Battlestar Galactica’s head honcho is walking the picket line, too. He tells an anecdote:
“I had a situation last year on Battlestar Galactica where we were asked by Universal to do webisodes [Note: Moore is referring to The Resistance webisodes which ran before Season 3 premiered], which at that point were very new and ‘Oooh, webisodes! What does that mean?’ It was all very new stuff. And it was very eye opening, because the studio’s position was ‘Oh, we’re not going to pay anybody to do this. You have to do this, because you work on the show. And we’re not going to pay you to write it. We’re not going to pay the director, and we’re not going to pay the actors.’ At which point we said ‘No thanks, we won’t do it.’”
[…]
Moore, like most of his fellow writers, was extremely bothered by the studios attempting to designate content shown on the web as “promotional,” even when that content has sponsors and advertisers. “Their position continues to be that this is ‘promotional.’ That they can have it promotional material, free of charge and they can make you do the work and they don’t have to compensate you for it and they don’t have to credit you for it. It’s undercutting everything that the writers have built up in other media. The notion that just because it’s on your computer as opposed to your television set is absurd. It’s an absurd position for them to take, but, you know, if they can pull it off, they’re at the moment of a watershed change of how your media is delivered to you. Your television and your computer are going to become the same device within the foreseeable future. That reality is staring us in the face.”
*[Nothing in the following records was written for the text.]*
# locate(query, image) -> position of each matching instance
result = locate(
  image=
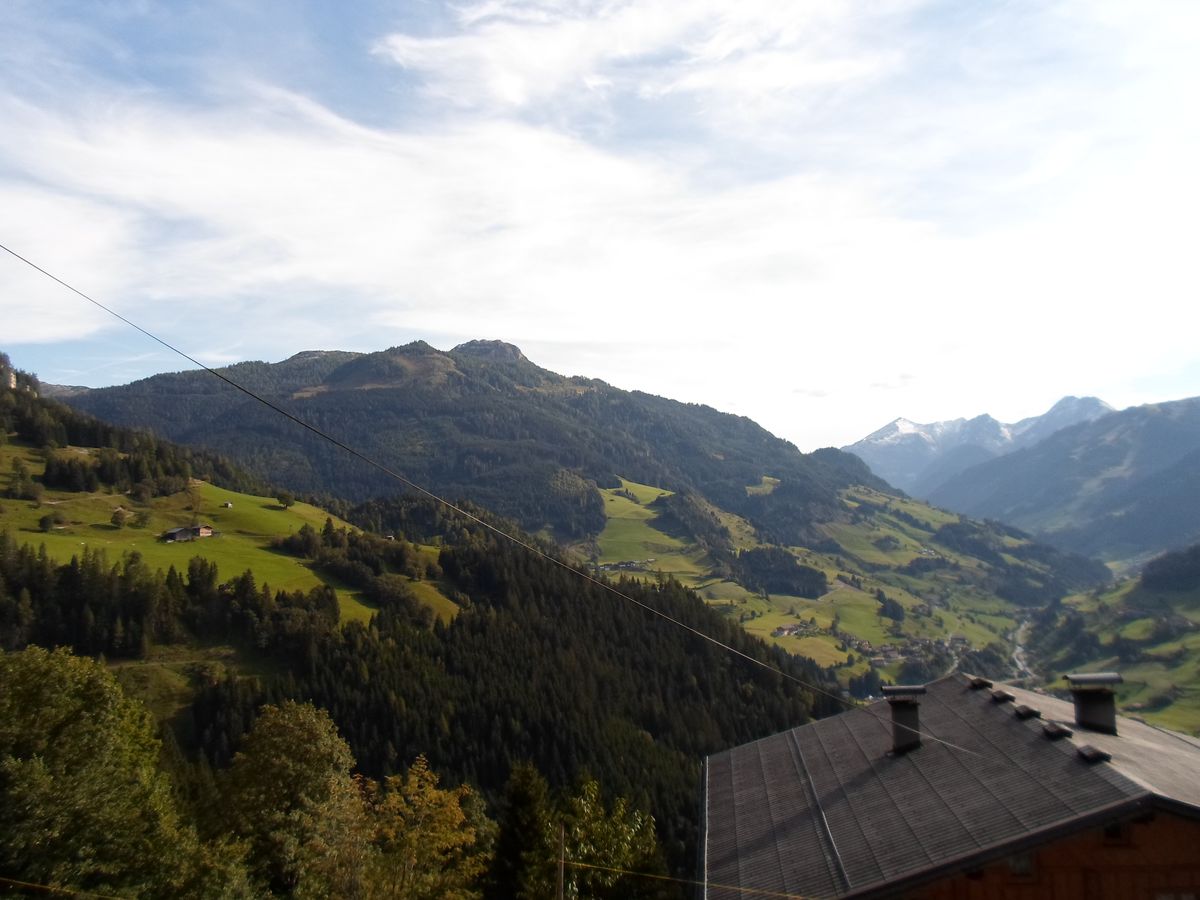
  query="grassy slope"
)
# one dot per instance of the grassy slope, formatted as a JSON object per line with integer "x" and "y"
{"x": 166, "y": 681}
{"x": 1162, "y": 678}
{"x": 246, "y": 531}
{"x": 630, "y": 535}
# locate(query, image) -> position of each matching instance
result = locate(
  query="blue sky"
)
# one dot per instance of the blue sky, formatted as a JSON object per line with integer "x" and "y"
{"x": 822, "y": 215}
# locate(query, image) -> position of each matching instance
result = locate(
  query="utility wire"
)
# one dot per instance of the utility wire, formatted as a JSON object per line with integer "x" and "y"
{"x": 537, "y": 551}
{"x": 52, "y": 889}
{"x": 689, "y": 882}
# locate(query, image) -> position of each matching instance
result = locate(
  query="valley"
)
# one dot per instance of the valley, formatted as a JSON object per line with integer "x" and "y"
{"x": 945, "y": 609}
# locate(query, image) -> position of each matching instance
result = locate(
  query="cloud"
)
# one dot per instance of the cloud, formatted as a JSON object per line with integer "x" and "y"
{"x": 715, "y": 202}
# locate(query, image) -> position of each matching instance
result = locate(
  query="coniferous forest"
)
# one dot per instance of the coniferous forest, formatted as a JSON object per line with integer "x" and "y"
{"x": 411, "y": 756}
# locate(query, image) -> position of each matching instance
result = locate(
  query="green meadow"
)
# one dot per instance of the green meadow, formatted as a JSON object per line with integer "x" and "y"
{"x": 246, "y": 526}
{"x": 1152, "y": 639}
{"x": 629, "y": 535}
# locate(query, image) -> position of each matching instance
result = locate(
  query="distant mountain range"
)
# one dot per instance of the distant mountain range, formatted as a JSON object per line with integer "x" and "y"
{"x": 919, "y": 459}
{"x": 1123, "y": 486}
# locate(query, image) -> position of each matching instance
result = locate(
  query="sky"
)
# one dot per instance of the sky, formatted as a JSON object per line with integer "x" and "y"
{"x": 819, "y": 214}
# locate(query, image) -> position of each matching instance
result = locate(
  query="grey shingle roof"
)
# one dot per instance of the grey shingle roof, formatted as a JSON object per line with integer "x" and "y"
{"x": 826, "y": 810}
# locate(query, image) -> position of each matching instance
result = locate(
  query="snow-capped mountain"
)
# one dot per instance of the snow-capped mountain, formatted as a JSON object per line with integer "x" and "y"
{"x": 918, "y": 457}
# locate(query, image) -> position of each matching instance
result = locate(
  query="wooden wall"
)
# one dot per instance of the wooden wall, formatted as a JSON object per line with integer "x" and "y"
{"x": 1155, "y": 859}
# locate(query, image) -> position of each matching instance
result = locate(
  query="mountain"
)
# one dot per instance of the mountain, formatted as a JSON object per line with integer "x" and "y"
{"x": 1146, "y": 628}
{"x": 485, "y": 423}
{"x": 1122, "y": 486}
{"x": 918, "y": 459}
{"x": 810, "y": 552}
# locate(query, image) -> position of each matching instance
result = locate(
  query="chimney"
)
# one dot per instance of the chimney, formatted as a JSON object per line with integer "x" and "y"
{"x": 905, "y": 715}
{"x": 1096, "y": 706}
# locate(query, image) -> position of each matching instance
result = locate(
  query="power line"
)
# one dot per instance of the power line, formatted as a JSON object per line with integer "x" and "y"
{"x": 688, "y": 882}
{"x": 52, "y": 889}
{"x": 532, "y": 549}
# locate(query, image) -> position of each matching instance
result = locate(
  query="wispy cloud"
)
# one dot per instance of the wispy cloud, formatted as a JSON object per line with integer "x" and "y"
{"x": 768, "y": 208}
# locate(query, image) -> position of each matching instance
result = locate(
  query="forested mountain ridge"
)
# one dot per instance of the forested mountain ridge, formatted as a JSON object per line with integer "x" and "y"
{"x": 1125, "y": 486}
{"x": 481, "y": 421}
{"x": 535, "y": 665}
{"x": 1146, "y": 628}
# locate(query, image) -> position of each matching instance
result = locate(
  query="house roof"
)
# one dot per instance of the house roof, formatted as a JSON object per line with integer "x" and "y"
{"x": 827, "y": 810}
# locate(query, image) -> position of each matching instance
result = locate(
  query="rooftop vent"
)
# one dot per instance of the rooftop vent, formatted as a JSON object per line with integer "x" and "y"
{"x": 1095, "y": 700}
{"x": 905, "y": 715}
{"x": 1093, "y": 754}
{"x": 1056, "y": 730}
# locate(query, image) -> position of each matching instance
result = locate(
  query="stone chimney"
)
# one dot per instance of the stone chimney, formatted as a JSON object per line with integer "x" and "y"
{"x": 1096, "y": 707}
{"x": 905, "y": 715}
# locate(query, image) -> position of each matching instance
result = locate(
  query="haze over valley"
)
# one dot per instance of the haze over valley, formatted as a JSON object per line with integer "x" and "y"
{"x": 516, "y": 449}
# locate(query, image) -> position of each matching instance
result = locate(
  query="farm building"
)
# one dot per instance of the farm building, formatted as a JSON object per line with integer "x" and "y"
{"x": 189, "y": 533}
{"x": 959, "y": 791}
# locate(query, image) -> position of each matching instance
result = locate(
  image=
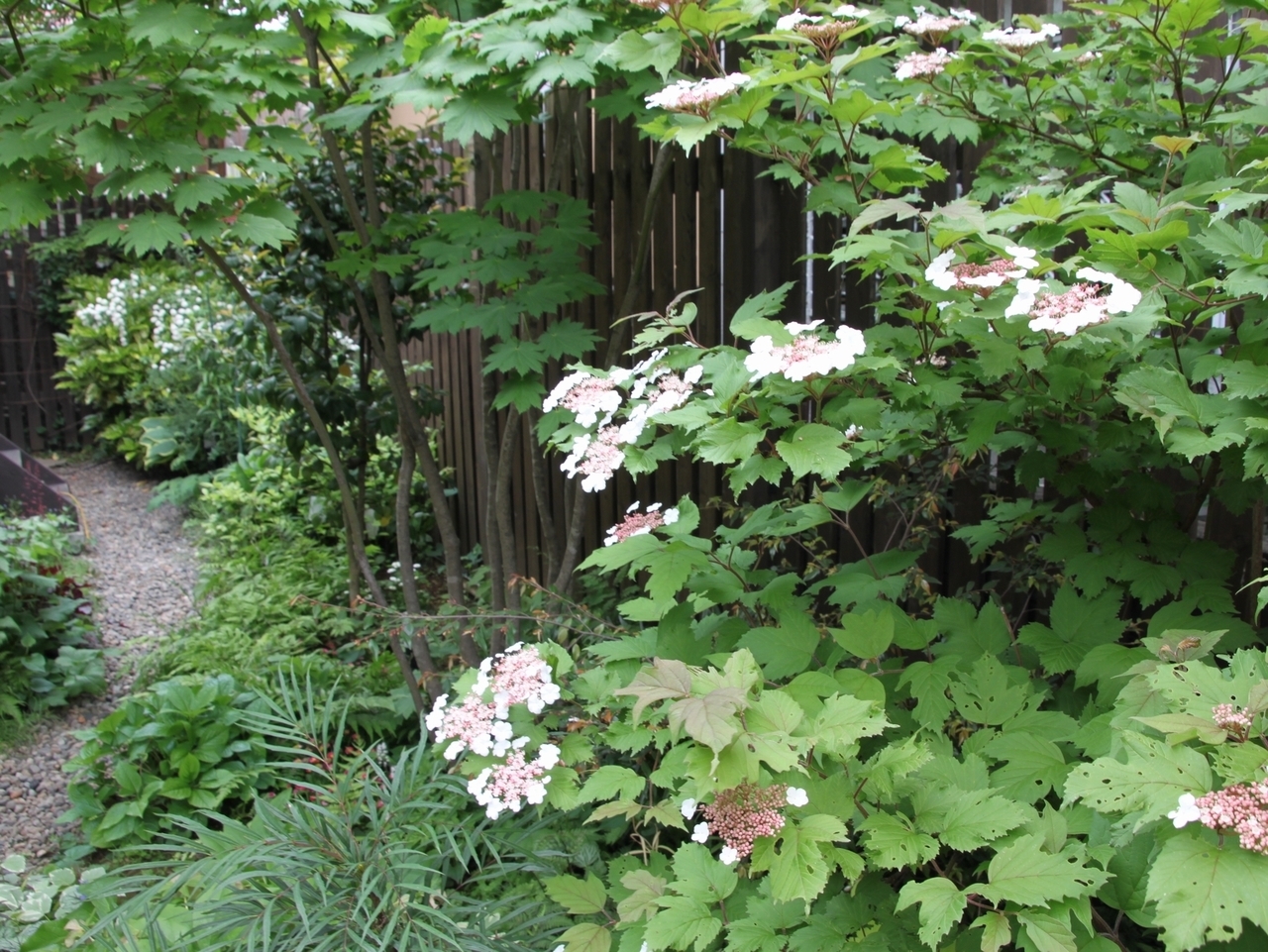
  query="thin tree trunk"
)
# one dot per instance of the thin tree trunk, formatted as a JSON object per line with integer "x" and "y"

Also worth mentioning is Babylon 5 creator J. Michael Straczynski’s explanation of what is at stake, and this anecdote about “profits” which is really quite eye-opening:
I have a share of the net profits of B5. But by the terms of the deal that was made, WB takes 60% of all monies in overhead, and can charge almost anything they want against profits. If a stage used on some other WB project being shot in Bolivia burns down, they can charge it against B5. Consequently, B5 has never shown a profit even though it’s made half a billion dollars just in DVD sales, leaving out foreign sales, syndication, merchandising and so on.